By 2022, the AFR13 7PET strain was identified in cholera cases in southern and eastern Lebanon.
AFR13 7PET has probably contributed to a major cholera outbreak in Kenya between October 2022 and October 2023, with 12,120 cases, and to outbreaks in Tanzania and Comoros, where the number of cholera cases has been increasing since early 2024, researchers said.
In 2023, the highly drug-resistant strain was isolated from three European travelers returning from Kenya at different times of the year. In March 2024, it was isolated in Mayotte, a French island off the coast of southeastern Africa, initially from patients coming from Tanzania or Comoros, and subsequently from patients infected locally.

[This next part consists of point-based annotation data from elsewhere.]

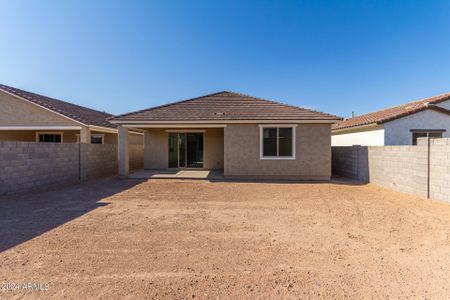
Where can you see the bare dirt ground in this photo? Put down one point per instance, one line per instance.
(197, 239)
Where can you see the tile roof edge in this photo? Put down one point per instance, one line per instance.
(441, 98)
(18, 93)
(118, 117)
(163, 105)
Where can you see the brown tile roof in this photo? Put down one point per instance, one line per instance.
(224, 106)
(81, 114)
(386, 115)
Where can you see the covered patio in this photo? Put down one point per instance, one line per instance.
(175, 151)
(177, 174)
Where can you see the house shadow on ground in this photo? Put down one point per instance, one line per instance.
(25, 216)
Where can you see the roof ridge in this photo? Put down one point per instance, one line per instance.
(285, 104)
(165, 105)
(217, 93)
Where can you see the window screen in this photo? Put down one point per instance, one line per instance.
(277, 142)
(49, 138)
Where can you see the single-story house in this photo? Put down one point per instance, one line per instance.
(400, 125)
(26, 116)
(242, 135)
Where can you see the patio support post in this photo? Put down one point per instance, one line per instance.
(147, 150)
(124, 159)
(85, 135)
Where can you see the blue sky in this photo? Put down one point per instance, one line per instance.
(333, 56)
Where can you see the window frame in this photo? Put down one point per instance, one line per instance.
(277, 126)
(427, 132)
(38, 133)
(101, 135)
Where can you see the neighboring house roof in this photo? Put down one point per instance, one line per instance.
(87, 116)
(386, 115)
(224, 106)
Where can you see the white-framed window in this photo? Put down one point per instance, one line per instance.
(277, 141)
(96, 138)
(431, 133)
(49, 137)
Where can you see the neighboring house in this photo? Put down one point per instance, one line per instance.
(400, 125)
(26, 116)
(245, 136)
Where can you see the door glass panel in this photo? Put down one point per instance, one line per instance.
(173, 150)
(194, 150)
(182, 147)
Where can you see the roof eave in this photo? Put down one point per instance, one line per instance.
(240, 121)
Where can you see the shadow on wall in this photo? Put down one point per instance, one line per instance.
(351, 162)
(23, 217)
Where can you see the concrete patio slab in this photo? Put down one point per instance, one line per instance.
(177, 174)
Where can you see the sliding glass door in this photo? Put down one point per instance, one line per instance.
(185, 150)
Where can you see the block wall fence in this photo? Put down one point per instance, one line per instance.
(422, 170)
(26, 166)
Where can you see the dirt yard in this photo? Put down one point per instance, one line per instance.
(181, 239)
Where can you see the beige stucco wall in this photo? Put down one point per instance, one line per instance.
(313, 153)
(156, 149)
(17, 112)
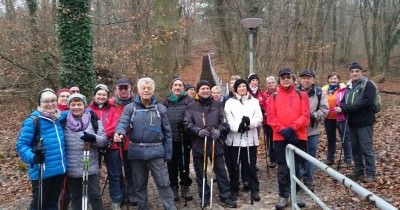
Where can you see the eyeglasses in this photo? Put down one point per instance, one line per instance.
(49, 101)
(123, 87)
(286, 77)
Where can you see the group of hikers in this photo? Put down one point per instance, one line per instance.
(64, 140)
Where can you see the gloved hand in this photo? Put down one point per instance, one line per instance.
(39, 155)
(289, 135)
(246, 120)
(215, 134)
(87, 137)
(203, 133)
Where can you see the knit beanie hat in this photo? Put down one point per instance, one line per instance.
(46, 90)
(240, 81)
(355, 65)
(61, 90)
(77, 96)
(177, 78)
(253, 76)
(201, 83)
(188, 86)
(101, 87)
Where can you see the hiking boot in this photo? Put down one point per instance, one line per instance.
(132, 201)
(300, 202)
(345, 164)
(246, 187)
(115, 206)
(329, 162)
(309, 185)
(175, 191)
(368, 179)
(282, 203)
(356, 177)
(229, 203)
(272, 165)
(184, 193)
(206, 204)
(255, 196)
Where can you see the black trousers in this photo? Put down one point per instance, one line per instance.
(51, 190)
(249, 165)
(283, 169)
(180, 164)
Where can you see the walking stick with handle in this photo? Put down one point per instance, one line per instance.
(40, 178)
(212, 170)
(85, 176)
(121, 157)
(342, 141)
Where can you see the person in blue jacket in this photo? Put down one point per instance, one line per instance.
(150, 143)
(52, 153)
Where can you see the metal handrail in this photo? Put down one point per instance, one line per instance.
(369, 196)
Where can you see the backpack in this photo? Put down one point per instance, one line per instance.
(93, 120)
(36, 134)
(297, 91)
(378, 99)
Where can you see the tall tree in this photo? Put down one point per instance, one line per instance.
(76, 44)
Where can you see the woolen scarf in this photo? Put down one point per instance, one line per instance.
(78, 123)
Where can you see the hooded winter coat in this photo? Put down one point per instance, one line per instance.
(151, 135)
(359, 105)
(213, 114)
(289, 108)
(237, 107)
(74, 147)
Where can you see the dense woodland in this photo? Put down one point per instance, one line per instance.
(60, 43)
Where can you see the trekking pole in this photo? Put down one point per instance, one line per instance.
(40, 178)
(266, 147)
(212, 171)
(86, 160)
(204, 166)
(184, 189)
(342, 141)
(248, 161)
(121, 156)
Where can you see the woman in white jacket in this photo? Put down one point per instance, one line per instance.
(244, 115)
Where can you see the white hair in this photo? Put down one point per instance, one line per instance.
(146, 80)
(270, 78)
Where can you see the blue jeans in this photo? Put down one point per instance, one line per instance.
(113, 164)
(330, 127)
(312, 145)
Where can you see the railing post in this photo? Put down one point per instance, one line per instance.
(292, 168)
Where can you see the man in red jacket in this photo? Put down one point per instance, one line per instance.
(288, 115)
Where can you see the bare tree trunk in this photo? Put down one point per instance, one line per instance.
(334, 37)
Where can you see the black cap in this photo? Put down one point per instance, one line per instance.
(253, 76)
(201, 83)
(188, 86)
(123, 81)
(240, 81)
(307, 72)
(285, 71)
(355, 65)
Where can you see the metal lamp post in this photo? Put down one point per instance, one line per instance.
(251, 24)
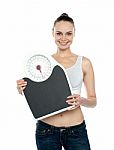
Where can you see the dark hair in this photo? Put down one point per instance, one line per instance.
(64, 17)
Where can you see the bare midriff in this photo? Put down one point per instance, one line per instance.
(66, 118)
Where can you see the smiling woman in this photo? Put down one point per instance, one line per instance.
(67, 129)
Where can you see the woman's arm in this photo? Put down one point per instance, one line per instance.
(89, 82)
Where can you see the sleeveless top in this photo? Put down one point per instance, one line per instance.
(75, 75)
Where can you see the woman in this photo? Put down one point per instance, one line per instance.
(67, 129)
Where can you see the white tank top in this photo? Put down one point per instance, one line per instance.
(75, 75)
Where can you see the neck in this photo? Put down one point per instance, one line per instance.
(63, 53)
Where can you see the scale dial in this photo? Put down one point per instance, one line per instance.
(38, 68)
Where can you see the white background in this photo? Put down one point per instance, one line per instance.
(25, 28)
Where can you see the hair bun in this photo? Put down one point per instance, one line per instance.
(64, 15)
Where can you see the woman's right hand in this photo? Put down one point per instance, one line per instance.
(21, 85)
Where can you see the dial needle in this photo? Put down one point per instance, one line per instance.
(38, 67)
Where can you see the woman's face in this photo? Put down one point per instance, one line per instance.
(63, 33)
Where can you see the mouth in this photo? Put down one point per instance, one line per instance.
(63, 43)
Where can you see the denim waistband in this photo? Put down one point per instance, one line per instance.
(41, 123)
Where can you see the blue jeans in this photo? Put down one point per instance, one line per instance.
(49, 137)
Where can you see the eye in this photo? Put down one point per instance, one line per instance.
(59, 33)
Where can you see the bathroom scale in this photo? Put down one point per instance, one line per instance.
(47, 86)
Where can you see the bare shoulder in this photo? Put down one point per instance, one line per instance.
(86, 65)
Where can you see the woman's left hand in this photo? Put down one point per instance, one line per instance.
(74, 100)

From 2019 onward, isolates have been resistant to the antibiotics azithromycin, ciprofloxacin, and third-generation cephalosporins.
These data demonstrate the need to “strengthen global surveillance of the cholera agent, and especially to determine how it reacts to antibiotics in real time," study leader Francois-Xavier Weill, MD, PhD, of Institut Pasteur in Paris said in a statement.
"If the new strain that is currently circulating acquires additional resistance to tetracycline, this would compromise all possible oral antibiotic treatment."